Trata-se de EXECUÇÃO DE TÍTULO EXTRAJUDICIAL movida por BANCO BRADESCO S/A em face de MARIA ELISA BELTRAO, partes devidamente qualificadas nos autos. A execução foi ajuizada em 29/10/2019, fundada em Cédula de Crédito Bancário. A parte executada foi regularmente citada em 09/03/2020 (ID 62711920), não tendo sido localizados bens passíveis de penhora naquela oportunidade. Em 02/09/2020 (ID 67373357), a parte exequente tomou ciência da citação e da ausência de bens, requerendo, ato contínuo, a realização de penhora via sistema BACENJUD. Deferida a medida, a tentativa de bloqueio restou infrutífera em 25/03/2021 (ID 77609630). Em 07/04/2021 (ID 78198974), a exequente tomou ciência da tentativa infrutífera.

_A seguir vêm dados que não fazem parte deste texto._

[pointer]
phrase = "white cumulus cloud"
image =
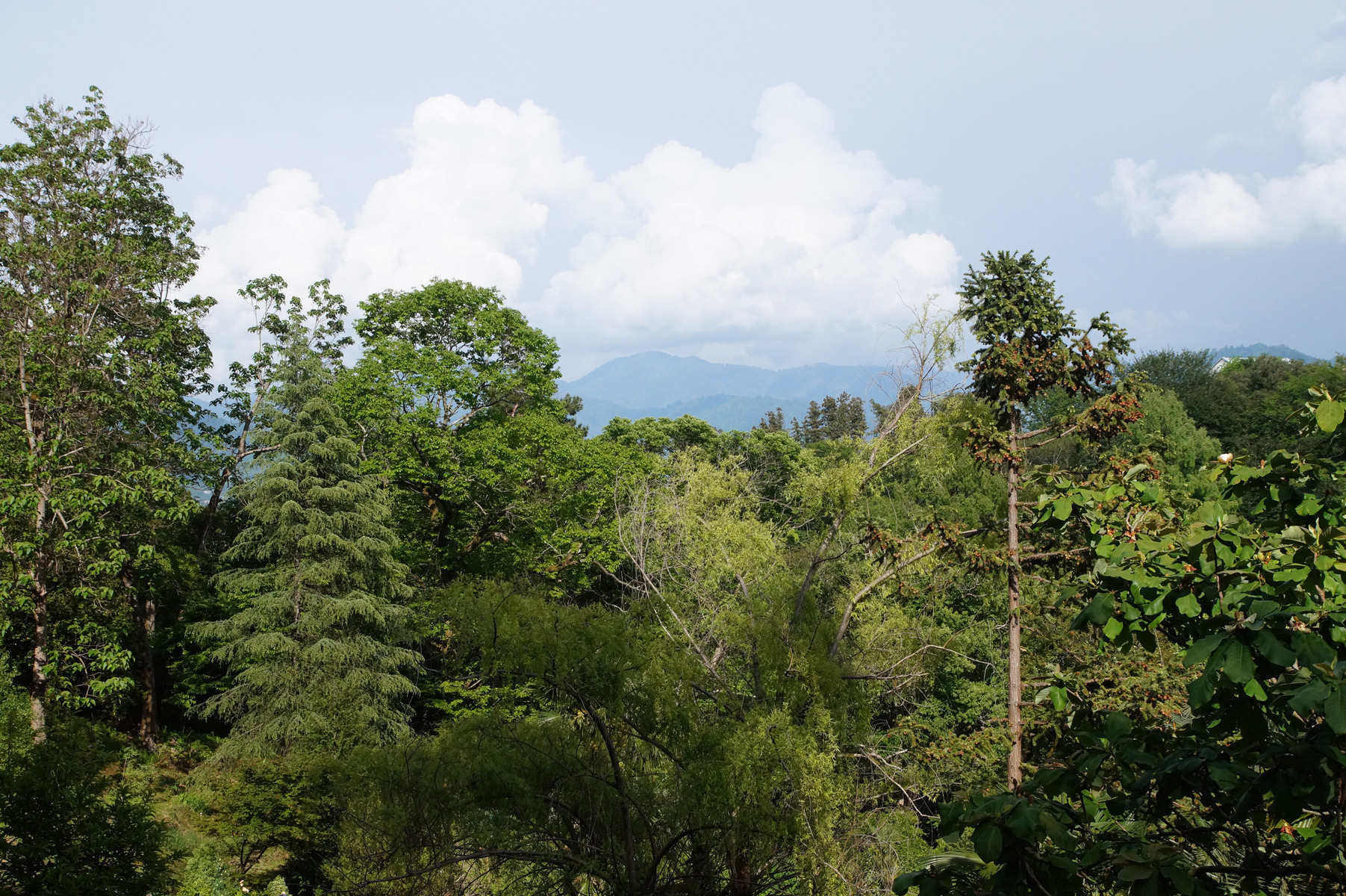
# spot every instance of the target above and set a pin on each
(797, 255)
(1218, 209)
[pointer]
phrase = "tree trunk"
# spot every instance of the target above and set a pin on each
(38, 689)
(40, 588)
(1015, 672)
(149, 691)
(143, 617)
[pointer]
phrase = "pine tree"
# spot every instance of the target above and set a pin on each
(314, 649)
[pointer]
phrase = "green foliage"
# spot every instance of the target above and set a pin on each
(840, 417)
(97, 369)
(1250, 407)
(269, 817)
(1244, 788)
(661, 435)
(313, 646)
(1030, 343)
(66, 827)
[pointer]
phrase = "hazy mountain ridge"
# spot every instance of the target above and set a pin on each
(1260, 349)
(655, 384)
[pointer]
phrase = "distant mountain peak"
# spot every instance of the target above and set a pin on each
(655, 384)
(1260, 349)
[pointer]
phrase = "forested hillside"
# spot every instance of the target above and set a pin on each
(402, 626)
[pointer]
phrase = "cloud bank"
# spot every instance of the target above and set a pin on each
(1218, 209)
(797, 255)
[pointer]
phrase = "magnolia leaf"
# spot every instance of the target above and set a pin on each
(1334, 708)
(1201, 651)
(1271, 647)
(1116, 726)
(1238, 662)
(987, 842)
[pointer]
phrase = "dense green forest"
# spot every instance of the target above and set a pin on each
(390, 622)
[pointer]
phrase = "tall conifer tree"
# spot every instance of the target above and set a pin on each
(1029, 345)
(314, 647)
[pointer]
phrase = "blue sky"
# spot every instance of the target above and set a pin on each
(761, 183)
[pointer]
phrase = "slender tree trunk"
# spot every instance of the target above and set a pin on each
(38, 689)
(150, 692)
(143, 617)
(741, 876)
(208, 523)
(1015, 672)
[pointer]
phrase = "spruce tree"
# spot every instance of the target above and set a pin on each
(314, 647)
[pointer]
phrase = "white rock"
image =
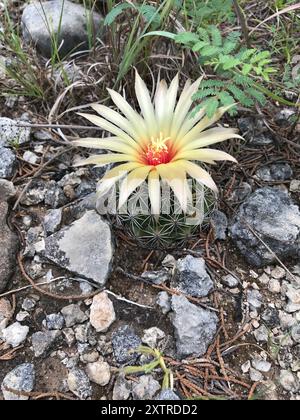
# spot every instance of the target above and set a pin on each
(102, 312)
(99, 373)
(15, 334)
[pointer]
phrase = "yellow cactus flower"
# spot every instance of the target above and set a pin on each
(161, 144)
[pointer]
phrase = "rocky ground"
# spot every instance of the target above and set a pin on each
(77, 296)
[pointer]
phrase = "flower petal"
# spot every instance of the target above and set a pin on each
(198, 173)
(202, 125)
(212, 136)
(154, 192)
(132, 182)
(109, 143)
(135, 119)
(106, 159)
(205, 155)
(145, 103)
(107, 126)
(116, 119)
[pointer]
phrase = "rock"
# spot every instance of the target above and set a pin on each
(15, 334)
(274, 286)
(54, 322)
(254, 131)
(7, 190)
(156, 277)
(124, 340)
(255, 376)
(278, 273)
(99, 373)
(79, 384)
(288, 381)
(275, 219)
(20, 379)
(296, 333)
(70, 26)
(73, 315)
(271, 318)
(295, 186)
(7, 162)
(219, 223)
(262, 334)
(275, 172)
(36, 193)
(30, 157)
(241, 192)
(10, 133)
(167, 394)
(55, 196)
(42, 342)
(254, 299)
(102, 312)
(83, 248)
(195, 327)
(163, 301)
(230, 281)
(9, 244)
(122, 389)
(52, 221)
(192, 278)
(145, 388)
(261, 365)
(152, 336)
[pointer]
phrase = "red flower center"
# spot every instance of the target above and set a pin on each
(158, 151)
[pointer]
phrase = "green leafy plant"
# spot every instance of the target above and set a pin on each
(239, 71)
(158, 362)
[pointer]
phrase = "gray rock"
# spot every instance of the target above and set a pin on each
(36, 193)
(30, 157)
(219, 223)
(55, 196)
(152, 336)
(15, 334)
(271, 318)
(20, 379)
(230, 281)
(9, 245)
(192, 278)
(7, 190)
(296, 333)
(124, 340)
(10, 133)
(241, 192)
(254, 299)
(195, 327)
(42, 342)
(54, 322)
(275, 219)
(275, 172)
(79, 384)
(288, 381)
(145, 388)
(122, 389)
(52, 221)
(7, 162)
(156, 277)
(83, 248)
(255, 376)
(164, 302)
(70, 26)
(73, 315)
(167, 394)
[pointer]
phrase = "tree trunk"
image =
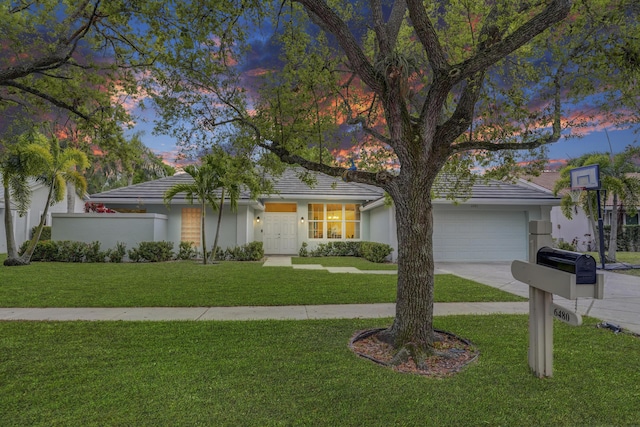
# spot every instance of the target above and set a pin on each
(12, 253)
(71, 200)
(215, 241)
(412, 328)
(28, 253)
(613, 237)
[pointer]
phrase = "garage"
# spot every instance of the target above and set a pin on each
(477, 235)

Na ocasião, requereu a expedição de alvará para levantar a quantia ínfima bloqueada (menos de 1% do valor total do débito). Sobre o pedido, a então magistrada deliberou: “No que toca ao requerimento de ID 78198974, esclareço que em razão do montante bloqueado representar menos de 1% do valor da dívida, foi por este juízo imediatamente desbloqueado, conforme DETALHAMENTO DA ORDEM JUDICIAL DE DESDOBRAMENTO DE BLOQUEIO DE VALORES em anexo. Intime-se o exequente para requerer o que entender direito, no prazo de 15 dias.” (ID 78209350). Houve pedido de reconsideração da exequente em 27/04/2021 (ID 79426413), com a liberação do dinheiro anteriormente bloqueado e desbloqueado. Contudo, em nova consulta via SISBAJUD, não foram localizados valores. A parte exequente tomou ciência desse resultado em 23/05/2021 (ID 81067135), requerendo pesquisas via INFOJUD, o que foi deferido, porém sem sucesso na localização de bens. Posteriormente, em 12/07/2021 (ID 83828187), pugnou pela expedição de ofício à SUSEP, diligência igualmente infrutífera. Seguiram-se diversos requerimentos de diligências, todos deferidos e sem êxito. A parte exequente fora intimada para se manifestar acerca da ocorrência da prescrição intercorrente, considerando o decurso de prazo superior a 4 (quatro) anos desde a ciência da citação sem penhora efetiva (ocorrida em 02/09/2020), vide ID 204447769. Em sua defesa (ID 209921108), a exequente alegou a inocorrência da prescrição, sustentando que sempre diligenciou na busca pela satisfação do crédito; que não houve decisão determinando a suspensão do feito pelo prazo de 1 (um) ano; e que as alterações promovidas pela Lei nº 14.195/2021 ao art. 921 do CPC não podem retroagir. Vieram os autos conclusos. É o relatório. DECIDO.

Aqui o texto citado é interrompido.